We do not do these things because we are expected to; we do them because we believe it is the right thing to do.

Having walked this journey for the last decade, there are some valuable lessons we believe we have picked over the years and I would like to share with you just three main ones.

The first thing we learnt early in the journey is the importance of not only knowing and showing your numbers but demonstrating how you are growing these numbers.

A great example of how we track, report and act on our numbers is through our commitment to become a Net-Zero carbon emitting company by the year 2050.

It is an ambitious goal, but one that is forcing us to think more creatively about how we can achieve it while still supporting network growth.

Over the last seven years, we have been measuring our carbon footprint and we have now successfully registered our carbon reduction targets with the Science-based Targets Initiative.

This means that our targets are in line with the latest climate science deemed necessary to meet the goals of the Paris Agreement, which is limiting global warming to well-below two degrees above pre-industrial levels and pursuing efforts to limit warming to 1.5 degrees.

So far, 92 percent of the over 5,500 sites in our network are running on either the national grid or renewable and hybrid energy sources.

We have also planted over 800,000 trees under our carbon offset tree growing initiative which is part of our commitment to grow 5 million trees in five years, which we estimate will offset 26 percent of our emissions.

The other lesson we have learnt is around the role of leadership in the sustainability journey.

At Safaricom we are fortunate to have had the support of not only the executive leadership team but that of the board as well who are responsible for ensuring that sustainability remains at the heart of our overall business strategy.

To use a popular phrase, our leaders led by the chairman, board and the CEO have not only talked the talk but are walking with the team in the sustainability journey.

The best example of this is around how we approached the integration of the SDGs

We used a co-creation approach which consisted of engaging with the senior leadership team and Sustainability Champions to develop a framework for integrating the SDGs into our corporate strategy.

As the report highlights, we have now incorporated our priority SDGs into our performance objectives, both as a company and on an individual employee level.

Each division is implementing projects or developing products and services in line with the SDGs.

Reporting on targets related to the SDGs is now central to our ways of working, and we seek to empower all those with whom we work to set their own.

All this has been possible because the leadership team have set the tone from the very top.
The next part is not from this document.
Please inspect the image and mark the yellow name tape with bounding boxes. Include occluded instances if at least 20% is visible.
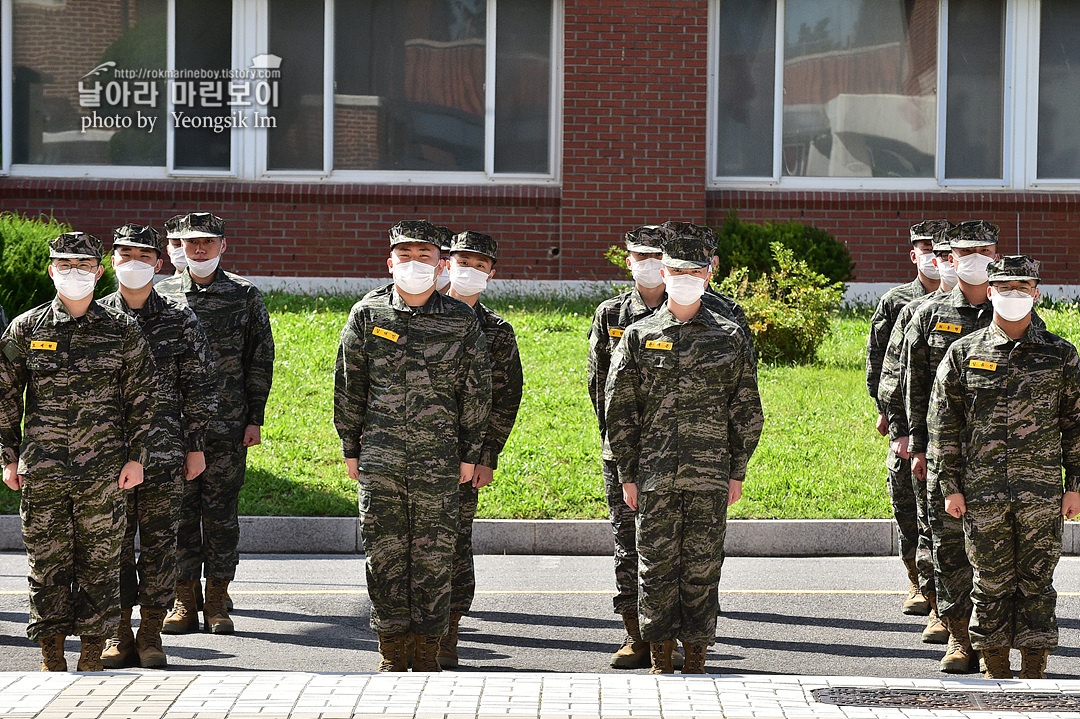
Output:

The final lesson we have picked and probably the most important one is that Sustainability remains a journey, not a destination.

It is not about merely hoping to become 100 percent sustainable someday, but about working towards that goal every single day.
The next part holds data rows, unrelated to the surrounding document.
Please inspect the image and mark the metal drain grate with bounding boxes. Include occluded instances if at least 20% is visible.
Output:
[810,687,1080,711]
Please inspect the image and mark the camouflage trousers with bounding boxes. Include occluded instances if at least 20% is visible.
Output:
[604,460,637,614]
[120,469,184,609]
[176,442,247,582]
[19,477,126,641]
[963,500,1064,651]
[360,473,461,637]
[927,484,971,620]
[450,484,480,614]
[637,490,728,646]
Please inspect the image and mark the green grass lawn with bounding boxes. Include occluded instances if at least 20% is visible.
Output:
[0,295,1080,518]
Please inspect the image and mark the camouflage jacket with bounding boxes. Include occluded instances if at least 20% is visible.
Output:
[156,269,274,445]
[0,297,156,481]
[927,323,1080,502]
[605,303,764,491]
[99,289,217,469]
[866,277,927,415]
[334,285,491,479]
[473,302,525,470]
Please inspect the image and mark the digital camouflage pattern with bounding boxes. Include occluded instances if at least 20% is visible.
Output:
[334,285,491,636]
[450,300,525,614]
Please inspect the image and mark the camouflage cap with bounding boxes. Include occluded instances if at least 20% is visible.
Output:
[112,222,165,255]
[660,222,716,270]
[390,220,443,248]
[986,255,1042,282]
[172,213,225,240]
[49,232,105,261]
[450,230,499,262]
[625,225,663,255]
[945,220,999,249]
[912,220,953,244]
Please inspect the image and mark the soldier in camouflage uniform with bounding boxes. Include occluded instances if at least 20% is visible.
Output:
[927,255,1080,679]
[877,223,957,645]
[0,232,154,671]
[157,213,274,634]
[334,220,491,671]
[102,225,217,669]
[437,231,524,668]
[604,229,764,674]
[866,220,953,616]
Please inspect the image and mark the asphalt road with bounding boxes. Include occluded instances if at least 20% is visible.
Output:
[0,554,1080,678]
During this journey we have also learnt the importance of carrying others along.

Through the Sustainable Future Series, which we launched last year, we aim to inspire more business leaders in the private sector role to work together to tackle some of the most pressing challenges of this decade.

CODE OF CONDUCT

We continue to encourage all our suppliers to sign up to our Supplier Code of Conduct and the Code of Ethics for Businesses in Kenya.
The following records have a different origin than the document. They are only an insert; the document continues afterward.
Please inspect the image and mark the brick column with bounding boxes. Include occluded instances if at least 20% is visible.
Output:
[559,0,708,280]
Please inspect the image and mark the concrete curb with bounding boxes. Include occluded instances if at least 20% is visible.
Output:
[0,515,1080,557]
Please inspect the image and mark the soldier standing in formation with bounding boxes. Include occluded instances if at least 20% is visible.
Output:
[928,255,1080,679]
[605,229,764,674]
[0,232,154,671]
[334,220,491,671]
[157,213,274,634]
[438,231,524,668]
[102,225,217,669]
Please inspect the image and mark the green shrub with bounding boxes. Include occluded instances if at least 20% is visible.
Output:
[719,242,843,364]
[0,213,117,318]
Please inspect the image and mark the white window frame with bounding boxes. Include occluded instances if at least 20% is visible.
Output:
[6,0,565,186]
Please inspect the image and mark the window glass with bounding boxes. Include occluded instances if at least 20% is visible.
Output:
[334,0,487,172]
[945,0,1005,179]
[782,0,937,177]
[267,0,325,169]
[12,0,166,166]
The provisions under these codes cover relations with competitors, bribery and conflicts of interest, child labour, wages and benefits, as well as environmental matters.

It is commendable to see more organisations joining us in this journey and we congratulate companies like East African Breweries who recently launched their inaugural sustainability report.

What we have achieved so far, and the targets we are setting are not just a sign of our commitment to operating a sustainable business: they are a promise we are making to our stakeholders.

As the private sector, we are in a unique position to drive positive change especially now more than ever.

Our responsibilities go beyond generating returns for our investors to creating real, shared value for every single one of our stakeholders.